3
С началом Отечественной войны 1812 г. вновь возобладала идея спасения – теперь уже не Европы, а Отечества. Сперанский, как известно, был смещен, а на место государственного секретаря (конечно с несравнимо меньшими полномочиями) был назначен А.С. Шишков, который и стал главным идеологом борьбы с Наполеоном внутри страны.
Однако с выходом военных за пределы России актуализовалась идея спасения Европы, которая теперь противопоставляла себя спасению Отечества на идеологической основе христианского универсализма [17, с. 242–266]. Это было диалектическое перерождение идеи спасения Европы, предложенной еще Долгоруковым. Она выросла из синтеза идей мессианства российского государя с идеями вечного мира, которая не была забыта императором 16 16 Графиня София Шуазёль-Гуфье вспоминала о своей беседе с Александром I в конце 1812 г.: «Я также отметила некоторые соответствия между идеями государя о всеобщем мире и сочинением Сен-Пьера» [52, с. 93].
.
Выражением этого синтеза стал Священный союз, который, удивил современников. Его называли и «возвышенным абсурдом» (Р.-С. Каслри), и «плодом воображения, достигшего наивысшей степени экзальтации» (Э.-Д. Паскье), и шиболетом, лишенным смысла («shibboleth vide de sens») (К.-В. Миттерних). Подобные отзывы были спровоцированы, конечно, тем, что религиозно-мистический текст Акта Священного союза не имел ничего общего с дипломатическим документом и «был составлен так, что под него можно было подвести практически любое содержание» (см. об этом: [36]).
Интересную деталь эпохи Священного союза описал Б.М. Гаспаров.
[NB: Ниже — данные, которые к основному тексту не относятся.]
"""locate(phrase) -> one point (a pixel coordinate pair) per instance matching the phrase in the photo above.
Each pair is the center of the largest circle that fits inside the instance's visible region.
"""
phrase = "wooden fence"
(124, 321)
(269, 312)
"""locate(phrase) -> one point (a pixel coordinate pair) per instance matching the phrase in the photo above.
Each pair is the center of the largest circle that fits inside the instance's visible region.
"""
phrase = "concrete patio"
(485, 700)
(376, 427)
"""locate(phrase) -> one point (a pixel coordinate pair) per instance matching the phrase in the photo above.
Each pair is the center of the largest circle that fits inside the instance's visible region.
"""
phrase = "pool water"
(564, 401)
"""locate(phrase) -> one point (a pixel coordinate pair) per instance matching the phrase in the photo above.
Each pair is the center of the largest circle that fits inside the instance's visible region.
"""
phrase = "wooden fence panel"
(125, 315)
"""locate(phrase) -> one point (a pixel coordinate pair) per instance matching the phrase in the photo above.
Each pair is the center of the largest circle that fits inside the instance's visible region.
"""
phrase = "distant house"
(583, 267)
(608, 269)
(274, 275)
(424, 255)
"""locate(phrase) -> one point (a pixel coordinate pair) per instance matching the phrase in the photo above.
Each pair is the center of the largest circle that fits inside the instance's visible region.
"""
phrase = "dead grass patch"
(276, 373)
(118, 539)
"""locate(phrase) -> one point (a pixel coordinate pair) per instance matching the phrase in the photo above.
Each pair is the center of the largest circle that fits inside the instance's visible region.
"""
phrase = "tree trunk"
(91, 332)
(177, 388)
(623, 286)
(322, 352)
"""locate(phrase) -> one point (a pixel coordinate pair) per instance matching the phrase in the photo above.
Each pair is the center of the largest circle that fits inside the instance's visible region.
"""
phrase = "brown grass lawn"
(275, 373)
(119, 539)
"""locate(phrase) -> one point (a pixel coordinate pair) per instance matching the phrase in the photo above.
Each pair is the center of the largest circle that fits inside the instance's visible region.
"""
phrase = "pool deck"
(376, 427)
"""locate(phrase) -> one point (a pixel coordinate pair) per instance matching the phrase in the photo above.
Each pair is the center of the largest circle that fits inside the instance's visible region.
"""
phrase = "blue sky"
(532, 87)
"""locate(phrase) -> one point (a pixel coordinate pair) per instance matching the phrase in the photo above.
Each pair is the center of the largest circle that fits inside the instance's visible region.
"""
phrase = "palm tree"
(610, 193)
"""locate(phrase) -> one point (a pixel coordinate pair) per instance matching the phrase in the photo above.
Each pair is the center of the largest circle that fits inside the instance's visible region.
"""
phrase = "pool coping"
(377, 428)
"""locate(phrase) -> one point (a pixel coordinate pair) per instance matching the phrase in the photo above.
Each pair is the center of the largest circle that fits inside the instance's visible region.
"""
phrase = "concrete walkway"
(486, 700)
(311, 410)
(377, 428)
В общественном сознании актуализируются и даже контаминируются два образа императора. С одной стороны, он Спаситель, а с другой – идеальный Цезарь, вселенский предводитель монархов («царь царей»), верховная власть которого гарантирует вселенский мир и дарует «золотой век» всем народам (в сущности, он тот же arbitre de paix). Такую контаминацию обеспечила, конечно, новая мистическая составляющая государственной идеологии, изменившая взгляды самого царя: некогда чуждая его рационализму идея «спасения» в свете мистической религиозности становится такой же актуальной, как идея «всеобщего мира». Любопытное свидетельство тому – переписка с Лагарпом, убеждающим своего царственного воспитанника не участвовать в военных действиях Ста дней. Александр отверг эту идею, заявив, что не будет склоняться перед «гением зла», ибо «нужно мужество сражаться с ним» [3, с. 79].
Акт Священного союза – символический документ, заканчивающий войну и примиряющий две дискурсивные модели: мессианство и вечный мир. Однако это относилось к сфере внешней политики. Политика внутренняя жила по своим законам.
Религиозно-мистический элемент, который использовался традиционалистами для дискредитации Сперанского, проник в государственную идеологию и стал полностью поддерживаться монархом.
Возникшее в конце 1812 г. Библейское общество стало выражением такого рода воззрений. Как метко замечает Р. Уортман, «Библия сменила философию в качестве источника этических взглядов, оправдывающих власть императора» [45, с. 299]. Стоит здесь согласиться с М.Л. Майофис, утверждающей, что цель Библейского общества была «с помощью разнообразных мер в области просвещения и реорганизации религиозной жизни мирно, избегая социальных потрясений, совершить модернизацию духовной жизни подданных. Модернизация подразумевала в этот момент создание единого правового, политического и культурного европейского пространства». А само общество «и насаждавшаяся посредством его модель христианства стали в этот период орудиями либерализации режима и модернизации» [25, с. 290, 292].
* * *
В придворной структуре Александровского царствования Сперанскому часто противопоставляют Аракчеева. Схема эта, прочно вошедшая в историографию, восходит к знаменитой пушкинской сентенции о «гениях зла и блага». Однако во времена Сперанского Аракчеев еще не был главой большой придворной партии. Он и сам еще не видел себя в качестве такового. Через две недели после высылки Сперанского будущий грозный временщик писал брату Петру: «Теперь приступаю к описанию, что, я думаю, известно вам уже, о выезде из Петербурга господина Сперанского и господина Магницкого. На их счет много здесь говорят нехорошего, следовательно, если это так, то они и заслужили свою нынешнюю участь, но вместо оных теперь партия знатных наших господ сделалась уже чрезвычайно сильна, состоящая из графов Салтыковых, Гурьевых, Толстых и Голицыных. Следовательно, я, не быв с первыми в связи, был оставлен без дела, а сими новыми патриотами равномерно нелюбим, также буду без дела и без доверенности» [5, с. 191].